Estos seca tinta los regalaban los cines para promocionar las películas que proyectaban, en este caso era de una Walt Disney, El Capitán de la Guardia, con Richard Todd y Glynis Johns, color por Technicolor, con todo el esplendor de la corte inglesa de Enrique VIII, que la pasaron en el entonces Cine Ocampo un domingo 27 de marzo, veo el calendario perpetuo, era 1955, recién tenía yo 8 años. El reverso era de cartoncillo poroso para secar la tinta pero teníamos que hacerlo con cuidado o se extendía en el papel, escribir a tinta era todavía artesanal.

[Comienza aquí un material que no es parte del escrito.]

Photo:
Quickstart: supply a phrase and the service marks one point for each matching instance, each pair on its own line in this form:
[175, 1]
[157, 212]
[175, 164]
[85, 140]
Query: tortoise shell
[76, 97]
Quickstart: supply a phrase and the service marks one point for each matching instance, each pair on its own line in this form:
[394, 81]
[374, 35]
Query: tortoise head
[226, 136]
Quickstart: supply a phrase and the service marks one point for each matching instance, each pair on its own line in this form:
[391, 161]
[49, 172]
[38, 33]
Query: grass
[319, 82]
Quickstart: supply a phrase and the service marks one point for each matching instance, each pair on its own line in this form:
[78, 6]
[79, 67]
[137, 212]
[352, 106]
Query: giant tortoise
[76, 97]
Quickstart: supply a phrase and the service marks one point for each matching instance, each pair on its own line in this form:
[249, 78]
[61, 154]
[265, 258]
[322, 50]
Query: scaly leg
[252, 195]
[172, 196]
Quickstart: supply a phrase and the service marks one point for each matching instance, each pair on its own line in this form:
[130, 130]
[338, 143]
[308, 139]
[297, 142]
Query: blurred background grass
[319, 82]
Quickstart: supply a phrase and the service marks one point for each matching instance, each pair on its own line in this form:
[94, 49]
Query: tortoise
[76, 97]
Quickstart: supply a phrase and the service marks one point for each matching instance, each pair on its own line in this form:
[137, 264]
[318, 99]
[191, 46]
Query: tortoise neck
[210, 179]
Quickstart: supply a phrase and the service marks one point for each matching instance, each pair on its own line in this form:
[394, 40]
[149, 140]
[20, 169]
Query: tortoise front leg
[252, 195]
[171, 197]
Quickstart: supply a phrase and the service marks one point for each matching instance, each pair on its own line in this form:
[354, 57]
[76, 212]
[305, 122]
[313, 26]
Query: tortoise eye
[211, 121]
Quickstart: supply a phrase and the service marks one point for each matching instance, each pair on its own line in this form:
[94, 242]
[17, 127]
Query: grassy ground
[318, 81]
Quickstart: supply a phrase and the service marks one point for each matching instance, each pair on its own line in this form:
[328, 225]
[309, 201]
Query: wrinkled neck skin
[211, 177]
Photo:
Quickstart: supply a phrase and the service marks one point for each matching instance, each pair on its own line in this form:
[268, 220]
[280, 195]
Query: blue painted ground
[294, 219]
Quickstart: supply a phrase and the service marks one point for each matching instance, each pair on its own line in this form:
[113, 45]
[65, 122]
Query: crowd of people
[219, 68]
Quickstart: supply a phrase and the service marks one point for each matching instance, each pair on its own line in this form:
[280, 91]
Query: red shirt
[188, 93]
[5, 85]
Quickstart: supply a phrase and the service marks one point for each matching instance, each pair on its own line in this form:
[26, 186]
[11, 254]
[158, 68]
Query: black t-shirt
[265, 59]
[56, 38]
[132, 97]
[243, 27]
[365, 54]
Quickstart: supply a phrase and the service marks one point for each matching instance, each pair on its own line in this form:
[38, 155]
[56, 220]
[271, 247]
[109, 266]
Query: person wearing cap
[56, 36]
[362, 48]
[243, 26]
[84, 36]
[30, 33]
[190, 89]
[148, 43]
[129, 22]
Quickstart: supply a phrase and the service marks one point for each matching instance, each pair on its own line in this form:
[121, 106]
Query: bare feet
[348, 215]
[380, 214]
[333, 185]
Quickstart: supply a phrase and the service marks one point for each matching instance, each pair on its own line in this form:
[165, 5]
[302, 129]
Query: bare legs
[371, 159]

Como en Casablanca mi favorita, me hizo añorar otra tinta, aquella que elaborábamos con buganvilias machacadas con gotas de agua, con la que escribíamos cartas a las compañeras, tenía la ventaja que al secarse en unos minutos lo escrito desaparecía y no quedaba evidencia de nuestro amor ya ni tan platónico, lo que evitaba posibles burlas de nuestros compañeros.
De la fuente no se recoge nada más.